Focal articular cartilage defects often progress to osteoarthritis, imposing a substantial global health burden. Current neglect of cartilage developmental regulation and cartilage microenvironment compromises therapeutic efficacy. We developed an innovation CE-SKP/CPH/P2G3 scaffold which effectively repairs focal cartilage defects and emulates native cartilage ontogeny: the superficial CE-SKP hydrogel layer recruits SMSCs and promotes chondrogenesis; the middle CPH hydrogel layer induces chondrocyte hypertrophic calcification, forming cartilage calcified layer; and the basal P2G3 nanofiber membrane isolates subchondral cells, enforcing a top-down developmental sequence and preserving a localized hypoxic niche. In vitro characterization confirms that the porosity, swelling ratio, biodegradation rate, and biocompatibility are optimal for sequential SMSC recruitment, cartilage differentiation, hypertrophic mineralization, and cells isolation. In vivo, the biomimetic tri-layer scaffold promotes regeneration of both cartilage and calcified cartilage by recapitulating the native ontogenetic progression from cartilage to calcified cartilage within the in vivo microenvironment, successfully restoring the normal physiological structure of articular cartilage by 24 weeks post-implantation. ScRNA-seq revealed SMSCs and a novel chondrocyte subpopulation CHON_5 as key repair populations, SMSCs mediated early repair via hypoxia response and migration, while CHON_5 promoted ECM remodeling, synergistically enhancing regeneration in late repair stage. Furthermore, we identified FGF signaling (FGF2-FGFR1/2 and FGF18-FGFR1/2 pairs) was crucial for MSC-CHON_5 communication during sequential cartilage regeneration. Overall, by recapitulating native developmental dynamics and microenvironmental cues, this scaffold offers a novel and effective strategy for functional cartilage regeneration and osteoarthritis treatment.
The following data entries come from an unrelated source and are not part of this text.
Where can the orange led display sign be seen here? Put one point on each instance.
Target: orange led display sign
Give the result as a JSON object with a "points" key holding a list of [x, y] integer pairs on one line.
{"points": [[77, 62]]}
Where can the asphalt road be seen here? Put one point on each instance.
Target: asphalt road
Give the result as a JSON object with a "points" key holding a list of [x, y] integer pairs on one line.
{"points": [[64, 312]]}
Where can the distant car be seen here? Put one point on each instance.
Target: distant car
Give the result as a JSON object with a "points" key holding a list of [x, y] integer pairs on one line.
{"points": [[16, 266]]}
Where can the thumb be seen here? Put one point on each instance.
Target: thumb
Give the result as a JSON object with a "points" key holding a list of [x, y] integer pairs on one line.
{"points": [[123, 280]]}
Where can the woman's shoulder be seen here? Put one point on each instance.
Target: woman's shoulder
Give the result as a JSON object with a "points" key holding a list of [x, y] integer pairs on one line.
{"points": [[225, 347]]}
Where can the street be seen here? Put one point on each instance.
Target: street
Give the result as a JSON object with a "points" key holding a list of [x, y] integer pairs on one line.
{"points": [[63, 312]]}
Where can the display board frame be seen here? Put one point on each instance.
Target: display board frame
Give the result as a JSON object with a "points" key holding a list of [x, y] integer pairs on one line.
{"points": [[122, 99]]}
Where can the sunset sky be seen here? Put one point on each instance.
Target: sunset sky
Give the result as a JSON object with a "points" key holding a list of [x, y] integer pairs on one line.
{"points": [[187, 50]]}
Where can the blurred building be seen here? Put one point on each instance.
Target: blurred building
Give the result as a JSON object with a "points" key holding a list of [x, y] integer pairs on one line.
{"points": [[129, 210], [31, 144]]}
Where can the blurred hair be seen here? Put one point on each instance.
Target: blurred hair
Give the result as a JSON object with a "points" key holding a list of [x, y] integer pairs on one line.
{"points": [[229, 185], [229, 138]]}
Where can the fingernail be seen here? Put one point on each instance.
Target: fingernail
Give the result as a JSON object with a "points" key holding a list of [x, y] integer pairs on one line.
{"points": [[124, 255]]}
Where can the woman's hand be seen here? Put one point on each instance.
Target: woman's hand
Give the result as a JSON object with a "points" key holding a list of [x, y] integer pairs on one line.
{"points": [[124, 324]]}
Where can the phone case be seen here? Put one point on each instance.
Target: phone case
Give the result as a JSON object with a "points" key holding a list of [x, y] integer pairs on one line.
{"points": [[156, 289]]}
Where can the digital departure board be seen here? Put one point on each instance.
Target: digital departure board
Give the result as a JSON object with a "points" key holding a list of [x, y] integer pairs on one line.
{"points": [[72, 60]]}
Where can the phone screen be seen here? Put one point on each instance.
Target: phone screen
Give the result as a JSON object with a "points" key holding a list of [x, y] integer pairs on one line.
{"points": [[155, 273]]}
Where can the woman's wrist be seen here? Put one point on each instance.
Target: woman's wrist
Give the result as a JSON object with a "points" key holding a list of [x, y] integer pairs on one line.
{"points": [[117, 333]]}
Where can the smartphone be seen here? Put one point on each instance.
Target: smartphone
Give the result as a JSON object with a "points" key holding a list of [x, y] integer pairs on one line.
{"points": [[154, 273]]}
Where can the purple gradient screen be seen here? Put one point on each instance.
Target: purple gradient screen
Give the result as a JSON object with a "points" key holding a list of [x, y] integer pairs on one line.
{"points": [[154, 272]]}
局灶性关节软骨缺损常常发展为骨关节炎，造成严重的全球健康负担。目前对软骨发育调控和软骨微环境的忽视影响了治疗效果。我们开发了一种创新的CE-SKP/CPH/P2G3支架，它能有效地修复局灶性软骨缺陷，并模拟天然软骨的个体发生：表面CE-SKP水凝胶层招募SMSCs并促进软骨形成；中间CPH水凝胶层诱导软骨细胞增生性钙化，形成软骨钙化层；基底P2G3纳米纤维膜隔离软骨下细胞，强制自上而下的发育顺序，并保留局部缺氧生态位。体外表征证实，孔隙度、膨胀率、生物降解率和生物相容性对于连续的SMSC募集、软骨分化、肥厚矿化和细胞分离是最佳的。在体内，仿生三层支架通过在体内微环境中再现从软骨到钙化软骨的天然个体发生过程，促进软骨和钙化软骨的再生，在植入后24周成功恢复关节软骨的正常生理结构。ScRNA-seq显示SMSCs和一个新的软骨细胞亚群CHON_5是关键的修复群体，SMSCs通过缺氧反应和迁移介导早期修复，而CHON_5促进ECM重塑，协同促进修复后期的再生。此外，我们发现FGF信号（FGF2-FGFR1/2和FGF18-FGFR1/2对）在顺序软骨再生过程中对MSC-CHON_5通信至关重要。总的来说，通过概括天然发育动态和微环境线索，这种支架为功能性软骨再生和骨关节炎治疗提供了一种新颖有效的策略。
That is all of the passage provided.